Taking the above developments together with the FTC’s recent promulgation of its DNC fee rules, it would appear that we now have one cohesive set of DNC registry requirements, predictive-dialer rules and caller-ID provisions that govern the vast majority of commercial telemarketing calls made in the United States. However, as so often occurs when dealing with governmental regulations, the devil is in the details.
The FCC was tasked by Congress with “maximizing consistency” between its rules and the FTC’s amended TSR. Though the FCC accomplished this in large measure by adopting provisions regarding federal DNC, abandonment and caller ID, differences between these regulatory schemes remain.
As mentioned above, differences exist between the industries and/or types of calls over which the FTC and FCC may assert jurisdiction. Any attempt by a telemarketer to determine what rules must be complied with must start with a consideration of these jurisdictional questions.
In terms of substantive requirements, perhaps the most striking difference between the FTC and FCC rules involves calls made by or on behalf of charities. The FTC extended its jurisdiction to cover calls made by for-profit call centers on behalf of charities. Most importantly, these entities must comply with “in-house” requests by consumers. The FCC declined to extend coverage of its rules to nonprofits and continues to exempt all nonprofit calls independent of source.
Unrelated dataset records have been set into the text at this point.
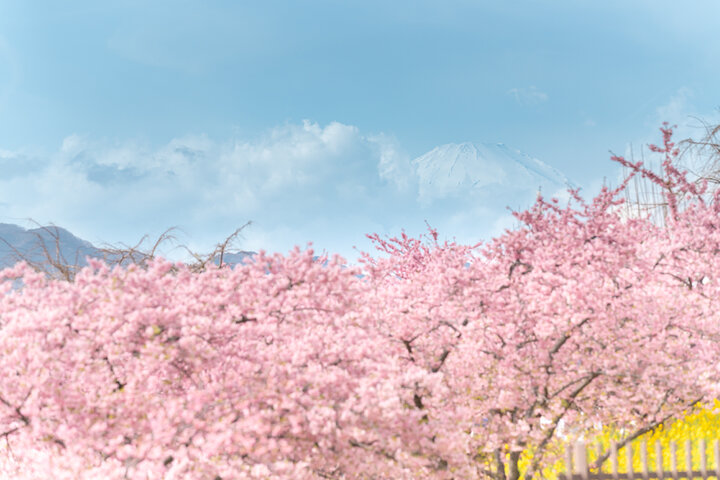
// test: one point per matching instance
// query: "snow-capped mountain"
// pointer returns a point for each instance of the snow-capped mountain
(454, 170)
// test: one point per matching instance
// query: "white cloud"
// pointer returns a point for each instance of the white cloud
(528, 96)
(284, 180)
(297, 183)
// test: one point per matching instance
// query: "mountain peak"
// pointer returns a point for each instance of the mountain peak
(459, 169)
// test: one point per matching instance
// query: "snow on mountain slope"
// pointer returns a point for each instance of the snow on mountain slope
(453, 170)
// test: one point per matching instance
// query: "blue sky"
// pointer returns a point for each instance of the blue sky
(119, 119)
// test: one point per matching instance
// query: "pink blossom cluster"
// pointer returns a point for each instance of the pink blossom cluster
(433, 360)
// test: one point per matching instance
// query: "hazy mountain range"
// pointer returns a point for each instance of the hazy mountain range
(486, 169)
(17, 242)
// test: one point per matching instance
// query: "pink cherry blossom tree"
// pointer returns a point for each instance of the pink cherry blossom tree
(437, 361)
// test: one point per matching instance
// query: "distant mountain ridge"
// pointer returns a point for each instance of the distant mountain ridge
(456, 169)
(17, 242)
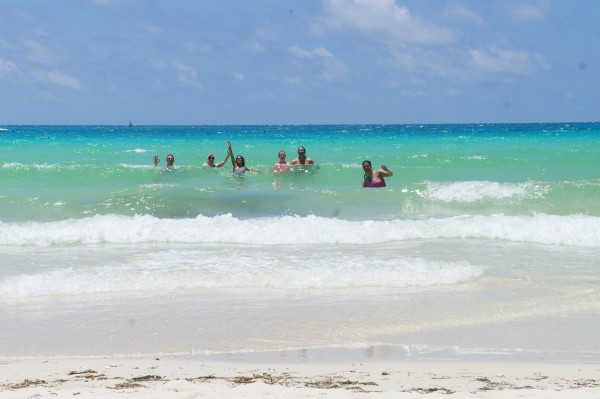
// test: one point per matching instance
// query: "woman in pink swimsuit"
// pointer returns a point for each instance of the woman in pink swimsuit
(375, 178)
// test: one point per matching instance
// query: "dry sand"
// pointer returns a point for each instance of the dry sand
(191, 377)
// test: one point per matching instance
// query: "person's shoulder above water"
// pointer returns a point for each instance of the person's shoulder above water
(302, 158)
(375, 178)
(210, 161)
(281, 166)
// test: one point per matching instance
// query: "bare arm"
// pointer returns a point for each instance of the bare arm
(230, 153)
(384, 172)
(223, 161)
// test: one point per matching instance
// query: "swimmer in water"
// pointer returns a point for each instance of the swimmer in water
(375, 178)
(302, 158)
(282, 165)
(210, 161)
(239, 163)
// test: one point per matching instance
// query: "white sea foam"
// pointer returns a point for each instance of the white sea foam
(472, 191)
(136, 166)
(165, 271)
(576, 230)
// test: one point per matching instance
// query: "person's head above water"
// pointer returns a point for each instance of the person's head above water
(170, 160)
(240, 161)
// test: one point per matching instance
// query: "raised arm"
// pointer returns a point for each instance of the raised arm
(230, 153)
(384, 171)
(223, 161)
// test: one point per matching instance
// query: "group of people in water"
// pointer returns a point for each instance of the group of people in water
(372, 178)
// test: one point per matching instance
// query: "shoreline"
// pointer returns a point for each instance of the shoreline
(187, 376)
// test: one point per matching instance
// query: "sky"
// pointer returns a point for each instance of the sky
(232, 62)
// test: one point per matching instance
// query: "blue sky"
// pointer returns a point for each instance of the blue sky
(298, 61)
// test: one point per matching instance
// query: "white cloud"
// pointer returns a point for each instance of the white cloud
(254, 46)
(41, 54)
(186, 75)
(317, 52)
(384, 17)
(462, 13)
(330, 67)
(7, 68)
(183, 73)
(62, 79)
(527, 12)
(495, 60)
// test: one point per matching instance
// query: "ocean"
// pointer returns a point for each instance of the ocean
(484, 241)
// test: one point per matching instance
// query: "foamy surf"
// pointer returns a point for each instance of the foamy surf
(572, 230)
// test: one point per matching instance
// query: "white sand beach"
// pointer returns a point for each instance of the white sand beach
(192, 377)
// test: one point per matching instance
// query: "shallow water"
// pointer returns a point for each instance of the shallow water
(485, 239)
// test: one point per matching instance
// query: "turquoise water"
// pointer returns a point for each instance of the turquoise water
(481, 228)
(54, 173)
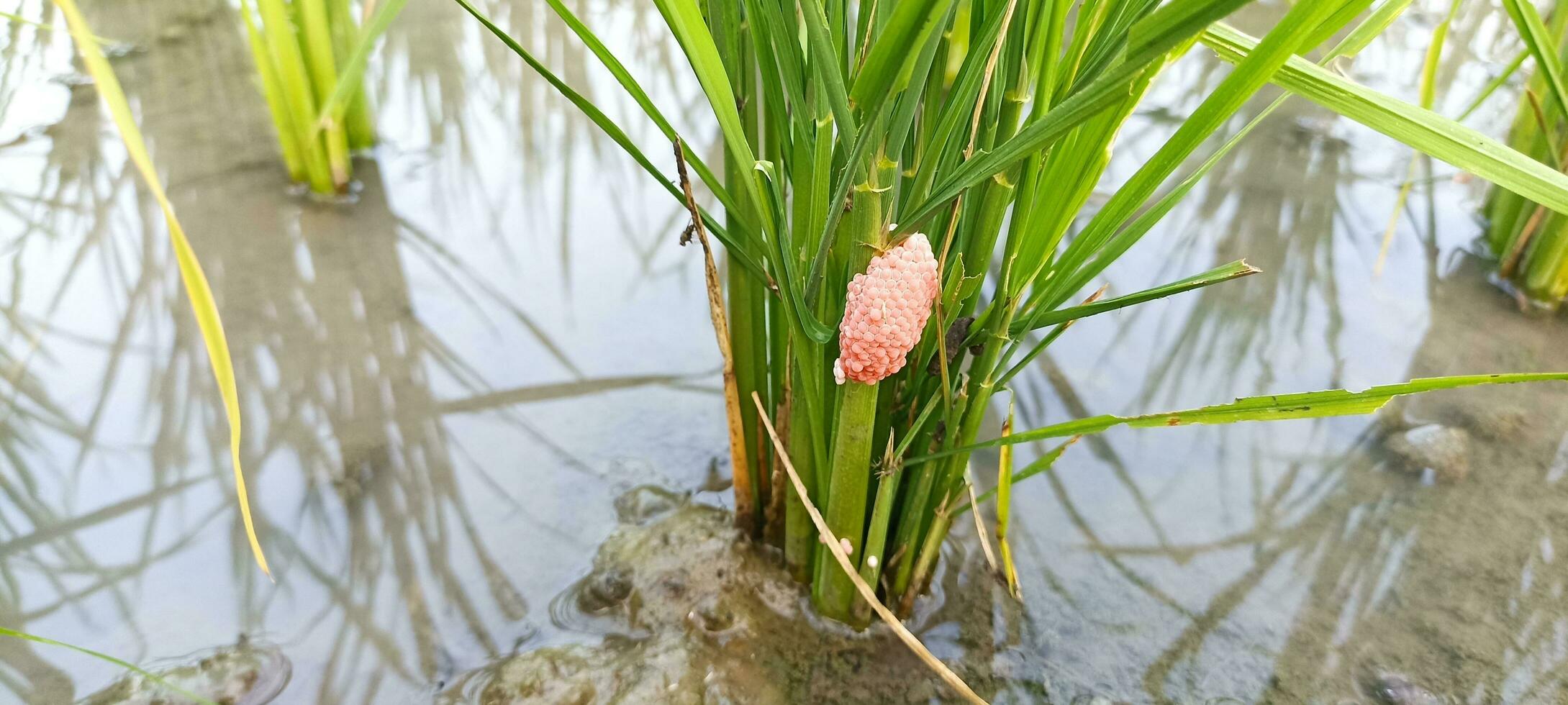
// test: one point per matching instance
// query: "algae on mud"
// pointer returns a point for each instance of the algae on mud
(703, 614)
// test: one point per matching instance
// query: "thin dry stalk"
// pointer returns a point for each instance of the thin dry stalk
(860, 585)
(774, 513)
(985, 540)
(746, 511)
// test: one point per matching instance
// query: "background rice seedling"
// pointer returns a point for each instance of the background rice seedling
(311, 58)
(985, 124)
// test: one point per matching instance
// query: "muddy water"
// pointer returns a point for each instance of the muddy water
(450, 380)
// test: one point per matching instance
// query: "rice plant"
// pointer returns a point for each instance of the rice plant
(311, 60)
(902, 186)
(1529, 240)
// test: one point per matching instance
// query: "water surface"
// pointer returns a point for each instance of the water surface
(449, 380)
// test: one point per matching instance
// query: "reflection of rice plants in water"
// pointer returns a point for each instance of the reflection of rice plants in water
(848, 127)
(1382, 577)
(337, 373)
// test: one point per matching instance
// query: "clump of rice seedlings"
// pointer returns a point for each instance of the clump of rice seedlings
(311, 60)
(1529, 240)
(900, 187)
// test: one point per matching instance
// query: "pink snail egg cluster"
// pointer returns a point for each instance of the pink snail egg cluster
(885, 312)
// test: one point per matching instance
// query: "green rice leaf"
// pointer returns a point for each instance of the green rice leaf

Another key difference relates to abandonment-rate rules. The FTC requires record-keeping on a “per-day, per-calling campaign” basis while the FCC requires record-keeping only on a 30-day basis. Also, the FTC considers any call delivering a prerecorded message to be an abandoned call, in that the consumer contacted is not connected with a live sales representative within the mandatory time. The FCC does not consider prerecorded messages delivered either with consent or pursuant to an established business relationship to be abandoned.
The caller-ID and company-specific DNC provisions also provide differences. The FTC’s caller-ID transmission rule is more generic than the FCC’s rule. It merely requires telemarketers to transmit certain caller-ID information without going into specifics as to transmission criteria. The FCC specifically states a preference for one transmission method of caller-ID information (calling party number or CPN) over another (Automated Number Identification or ANI), and expressly prohibits the blocking of caller-ID information. The FTC rules for company-specific DNC requests state no time limit for how long until the request must be honored, or how long the request itself is honored; the FCC rules are 30 days and five years, respectively.
Finally, areas exist where one agency has a set of rules that are entirely absent from the other agency’s rules, including: billing requirements (FTC only); upsells (FTC only); and prohibitions against unsolicited ads to facsimile machines (FCC only).
The FTC is set to enforce the DNC registry as of Oct. 1. Since the FTC released its amended TSR, the number of independently run state DNC programs has risen from 25 to 28. For those in teleservices who saw a federal-level list as a means toward one-stop DNC data shopping, this number is clearly moving in the wrong direction.
To add further complexity to this regulatory maze, neither the FTC nor FCC completely pre-empted state telemarketing regulations. The FTC sidestepped the issue, and the FCC has definitely indicated only that less-restrictive intra/interstate state rules will be pre-empted.
Finally, there is the wild card of the actions filed by the American Teleservices Association against both the FTC and FCC regulations. Though many in the industry disagree as to the outcome of these actions, the $2 million war chest assembled by the ATA speaks volumes about the desire and will of the teleservices industry to protect its interests.